Players from Training Centers vs. Regular Clubs - Style Differences

Ever notice that you can tell much of a player's background just by watching his style and strokes? The most obvious thing is whether the player came out of a training center (i.e. regular coaching and training, constantly surrounded by top players with good technique) versus those who come out of regular clubs (mostly learned on their own by watching local players, who didn't always have the best technique, and developed mostly by playing matches). These are not rules, just general things you mostly see that tell the player's background. It's mostly about where the player started - a self-taught player who then joins a training center will still have some semblance of those self-taught strokes and style even after years of training.  
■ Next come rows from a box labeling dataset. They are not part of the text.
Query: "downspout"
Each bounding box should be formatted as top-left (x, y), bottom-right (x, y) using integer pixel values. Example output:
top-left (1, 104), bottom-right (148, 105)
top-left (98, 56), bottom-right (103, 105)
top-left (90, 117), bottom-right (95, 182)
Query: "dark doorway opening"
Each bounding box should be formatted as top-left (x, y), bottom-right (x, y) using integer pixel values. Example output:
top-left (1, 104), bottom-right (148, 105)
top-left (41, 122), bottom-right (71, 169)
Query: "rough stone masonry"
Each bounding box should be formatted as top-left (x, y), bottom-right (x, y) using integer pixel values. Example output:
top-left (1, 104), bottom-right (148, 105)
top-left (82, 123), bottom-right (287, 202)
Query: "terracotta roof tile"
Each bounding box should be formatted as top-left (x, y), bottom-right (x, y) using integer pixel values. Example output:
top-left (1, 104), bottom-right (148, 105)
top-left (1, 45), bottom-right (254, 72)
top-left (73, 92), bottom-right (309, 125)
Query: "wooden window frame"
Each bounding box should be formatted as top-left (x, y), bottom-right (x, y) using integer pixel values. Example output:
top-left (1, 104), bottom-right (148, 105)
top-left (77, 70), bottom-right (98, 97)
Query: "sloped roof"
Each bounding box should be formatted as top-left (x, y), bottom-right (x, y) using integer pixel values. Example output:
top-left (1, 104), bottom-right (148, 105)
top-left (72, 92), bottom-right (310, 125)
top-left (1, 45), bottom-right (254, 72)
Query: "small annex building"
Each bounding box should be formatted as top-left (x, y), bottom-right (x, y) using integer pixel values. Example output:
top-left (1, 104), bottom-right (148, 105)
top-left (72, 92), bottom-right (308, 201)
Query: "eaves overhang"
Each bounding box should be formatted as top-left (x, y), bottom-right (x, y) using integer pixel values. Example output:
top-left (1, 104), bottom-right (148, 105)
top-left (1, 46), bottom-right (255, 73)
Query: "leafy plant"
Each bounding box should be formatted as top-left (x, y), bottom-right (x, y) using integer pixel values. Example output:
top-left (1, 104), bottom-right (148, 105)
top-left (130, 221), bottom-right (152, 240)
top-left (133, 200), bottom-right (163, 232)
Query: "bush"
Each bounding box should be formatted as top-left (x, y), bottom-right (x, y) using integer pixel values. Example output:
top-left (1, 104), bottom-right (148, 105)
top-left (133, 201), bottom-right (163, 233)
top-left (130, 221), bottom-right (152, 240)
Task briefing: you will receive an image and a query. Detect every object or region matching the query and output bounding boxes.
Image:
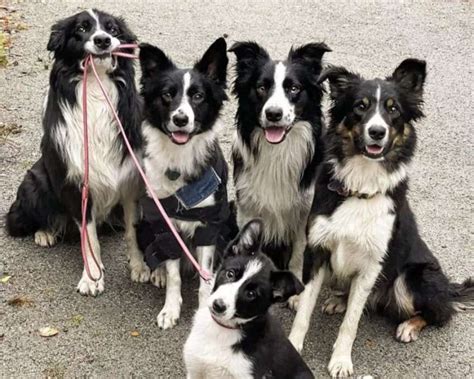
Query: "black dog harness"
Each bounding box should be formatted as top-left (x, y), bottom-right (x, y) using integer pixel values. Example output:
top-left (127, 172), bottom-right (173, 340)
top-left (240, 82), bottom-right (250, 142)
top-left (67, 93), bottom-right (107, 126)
top-left (137, 159), bottom-right (231, 270)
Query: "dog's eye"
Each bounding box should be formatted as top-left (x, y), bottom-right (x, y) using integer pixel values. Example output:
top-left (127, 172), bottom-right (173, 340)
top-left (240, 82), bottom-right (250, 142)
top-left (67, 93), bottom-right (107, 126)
top-left (290, 85), bottom-right (301, 95)
top-left (193, 92), bottom-right (204, 103)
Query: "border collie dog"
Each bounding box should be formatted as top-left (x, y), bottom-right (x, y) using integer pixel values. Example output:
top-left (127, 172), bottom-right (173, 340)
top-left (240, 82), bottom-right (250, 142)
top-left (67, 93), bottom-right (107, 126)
top-left (229, 42), bottom-right (330, 284)
top-left (137, 38), bottom-right (229, 329)
top-left (184, 220), bottom-right (314, 379)
top-left (7, 9), bottom-right (146, 296)
top-left (290, 59), bottom-right (474, 377)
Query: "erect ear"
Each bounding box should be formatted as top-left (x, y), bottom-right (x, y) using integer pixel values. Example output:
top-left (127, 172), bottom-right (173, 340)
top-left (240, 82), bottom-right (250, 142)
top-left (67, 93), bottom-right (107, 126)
top-left (288, 42), bottom-right (332, 75)
top-left (139, 43), bottom-right (175, 77)
top-left (226, 219), bottom-right (263, 255)
top-left (270, 271), bottom-right (304, 303)
top-left (392, 58), bottom-right (426, 94)
top-left (194, 37), bottom-right (229, 85)
top-left (318, 66), bottom-right (361, 99)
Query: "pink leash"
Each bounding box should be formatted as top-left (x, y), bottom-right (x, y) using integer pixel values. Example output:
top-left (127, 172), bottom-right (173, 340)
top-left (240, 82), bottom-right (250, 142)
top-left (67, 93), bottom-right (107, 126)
top-left (81, 44), bottom-right (211, 281)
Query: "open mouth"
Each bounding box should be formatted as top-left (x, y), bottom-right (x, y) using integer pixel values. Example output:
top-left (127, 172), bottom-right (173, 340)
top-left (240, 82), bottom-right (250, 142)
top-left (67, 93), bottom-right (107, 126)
top-left (170, 132), bottom-right (191, 145)
top-left (263, 126), bottom-right (290, 144)
top-left (365, 145), bottom-right (383, 157)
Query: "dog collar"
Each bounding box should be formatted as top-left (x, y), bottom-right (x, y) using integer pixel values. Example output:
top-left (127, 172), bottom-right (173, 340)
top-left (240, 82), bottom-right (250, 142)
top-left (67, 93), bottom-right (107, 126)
top-left (211, 313), bottom-right (240, 330)
top-left (328, 179), bottom-right (380, 199)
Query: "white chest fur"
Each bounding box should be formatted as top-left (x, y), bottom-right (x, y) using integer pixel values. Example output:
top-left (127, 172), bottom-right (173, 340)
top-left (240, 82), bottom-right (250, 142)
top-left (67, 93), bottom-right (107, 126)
top-left (308, 194), bottom-right (395, 278)
top-left (184, 307), bottom-right (252, 379)
top-left (234, 122), bottom-right (315, 242)
top-left (54, 66), bottom-right (136, 219)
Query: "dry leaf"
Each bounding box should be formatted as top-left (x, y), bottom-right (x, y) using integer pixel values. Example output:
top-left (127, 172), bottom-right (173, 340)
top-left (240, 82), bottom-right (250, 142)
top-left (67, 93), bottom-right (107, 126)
top-left (0, 275), bottom-right (12, 284)
top-left (38, 326), bottom-right (59, 337)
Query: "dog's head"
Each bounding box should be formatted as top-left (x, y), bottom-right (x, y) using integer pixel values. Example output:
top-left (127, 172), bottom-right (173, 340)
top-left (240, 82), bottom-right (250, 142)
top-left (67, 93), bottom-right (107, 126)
top-left (229, 42), bottom-right (331, 144)
top-left (140, 38), bottom-right (228, 145)
top-left (319, 59), bottom-right (426, 164)
top-left (48, 9), bottom-right (136, 63)
top-left (208, 220), bottom-right (304, 327)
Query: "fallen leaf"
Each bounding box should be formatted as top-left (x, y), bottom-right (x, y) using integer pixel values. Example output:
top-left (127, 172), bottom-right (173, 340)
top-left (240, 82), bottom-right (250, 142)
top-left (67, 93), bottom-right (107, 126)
top-left (38, 326), bottom-right (59, 337)
top-left (7, 296), bottom-right (33, 307)
top-left (0, 275), bottom-right (12, 284)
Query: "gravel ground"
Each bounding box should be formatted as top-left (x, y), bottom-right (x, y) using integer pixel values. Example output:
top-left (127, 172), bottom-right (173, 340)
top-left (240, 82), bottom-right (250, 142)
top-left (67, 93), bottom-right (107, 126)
top-left (0, 0), bottom-right (474, 378)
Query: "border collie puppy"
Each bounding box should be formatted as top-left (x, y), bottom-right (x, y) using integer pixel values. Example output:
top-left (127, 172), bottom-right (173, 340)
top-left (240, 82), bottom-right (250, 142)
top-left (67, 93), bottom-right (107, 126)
top-left (138, 38), bottom-right (229, 329)
top-left (290, 59), bottom-right (474, 377)
top-left (184, 220), bottom-right (314, 379)
top-left (229, 42), bottom-right (330, 284)
top-left (7, 9), bottom-right (146, 296)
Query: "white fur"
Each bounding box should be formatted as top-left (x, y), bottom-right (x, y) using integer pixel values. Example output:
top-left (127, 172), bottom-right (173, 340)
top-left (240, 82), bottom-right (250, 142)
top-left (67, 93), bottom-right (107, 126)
top-left (184, 308), bottom-right (253, 379)
top-left (260, 62), bottom-right (295, 126)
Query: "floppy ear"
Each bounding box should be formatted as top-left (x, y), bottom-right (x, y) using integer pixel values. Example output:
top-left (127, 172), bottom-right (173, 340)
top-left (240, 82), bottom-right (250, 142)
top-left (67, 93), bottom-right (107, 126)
top-left (270, 271), bottom-right (304, 303)
top-left (226, 219), bottom-right (263, 255)
top-left (139, 43), bottom-right (175, 77)
top-left (392, 58), bottom-right (426, 95)
top-left (194, 38), bottom-right (229, 85)
top-left (288, 42), bottom-right (332, 75)
top-left (318, 66), bottom-right (361, 99)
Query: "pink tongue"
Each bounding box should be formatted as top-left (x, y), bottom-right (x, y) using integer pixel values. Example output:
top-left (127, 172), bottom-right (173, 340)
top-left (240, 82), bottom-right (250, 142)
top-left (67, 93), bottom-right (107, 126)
top-left (171, 132), bottom-right (189, 143)
top-left (265, 127), bottom-right (285, 143)
top-left (365, 145), bottom-right (383, 155)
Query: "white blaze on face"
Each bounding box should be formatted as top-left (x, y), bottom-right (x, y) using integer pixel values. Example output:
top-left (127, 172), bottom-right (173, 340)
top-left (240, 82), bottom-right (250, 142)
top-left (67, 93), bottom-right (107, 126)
top-left (168, 71), bottom-right (194, 144)
top-left (208, 259), bottom-right (262, 321)
top-left (260, 62), bottom-right (295, 143)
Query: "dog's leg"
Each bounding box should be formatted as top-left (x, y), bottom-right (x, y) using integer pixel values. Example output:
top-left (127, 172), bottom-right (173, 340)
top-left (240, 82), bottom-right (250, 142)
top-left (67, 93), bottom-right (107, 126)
top-left (77, 219), bottom-right (104, 296)
top-left (122, 197), bottom-right (150, 283)
top-left (288, 228), bottom-right (306, 311)
top-left (157, 259), bottom-right (183, 329)
top-left (328, 263), bottom-right (381, 377)
top-left (289, 265), bottom-right (327, 352)
top-left (196, 245), bottom-right (216, 308)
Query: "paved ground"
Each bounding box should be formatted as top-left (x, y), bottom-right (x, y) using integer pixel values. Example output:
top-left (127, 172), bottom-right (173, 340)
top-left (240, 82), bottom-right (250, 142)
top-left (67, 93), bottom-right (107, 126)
top-left (0, 0), bottom-right (474, 378)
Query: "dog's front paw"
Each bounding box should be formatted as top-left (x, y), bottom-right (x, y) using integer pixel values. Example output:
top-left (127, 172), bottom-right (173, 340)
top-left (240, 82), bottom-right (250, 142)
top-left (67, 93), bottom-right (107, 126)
top-left (35, 230), bottom-right (56, 247)
top-left (77, 271), bottom-right (104, 296)
top-left (328, 354), bottom-right (354, 378)
top-left (156, 299), bottom-right (181, 330)
top-left (130, 262), bottom-right (150, 283)
top-left (150, 265), bottom-right (166, 288)
top-left (288, 295), bottom-right (300, 312)
top-left (322, 296), bottom-right (346, 315)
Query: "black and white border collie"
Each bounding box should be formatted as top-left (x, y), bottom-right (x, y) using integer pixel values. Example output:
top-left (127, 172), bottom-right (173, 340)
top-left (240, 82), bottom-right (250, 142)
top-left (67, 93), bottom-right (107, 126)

Players from training centers generally have nice, smooth technique. Even when the technique isn't perfect it's usually close to where only a discerning coach can really tell the difference. They generally play close to the table from hours and hours of coaches stressing this. They almost always loop from both sides. Many almost never smash, instead looping winners even off balls that are eye level or higher. They often topspin their backhands, even in faster rallies, often without backing up much. They rarely push more than once in a row. They move smoothly and quickly, with great balance. Their serves are often seeming mirror images of top players serves - mostly forehand regular and reverse pendulum serves.

Tip of the Week

Changing Bad Technique.

Change of Direction Receive

At the MDTTC tournament this weekend player I was coaching was having trouble against a much higher-rated player who had nice last-second change of directions on his receives. Over and over he'd start to push the ball one way - usually to the backhand - and at the last second, would change and go the other way. (Here's a Tip on this, "Pushing Change of Direction.") Although my player kept the first game close when the other player kept going for (and missing) some difficult counterloops, this last-second change of directions completely stopped my player's serve and attack. He'd see where the ball was going and start to move to attack, and then, suddenly, the ball would be somewhere else, and he'd be lunging to make a return.

Between games I told him to focus on three things. First, go completely two-winged to follow up his serve - if the receive was to his backhand, backhand loop, while if the ball was to the forehand, forehand loop. Players who can't do this when necessary have a major weakness in their games.

Second, since he wasn't trying to follow with the forehand, I told him to take his time and just wait and see where the ball was going. He was so used to reacting quickly that his own instincts were going against him as he reacted too quickly. This showed that most players are too obvious in their returns, telegraphing their receive way too early. It also showed how effective it is when a player learns the seemingly basic idea of not telegraphing the receive, i.e. changing directions at the last second.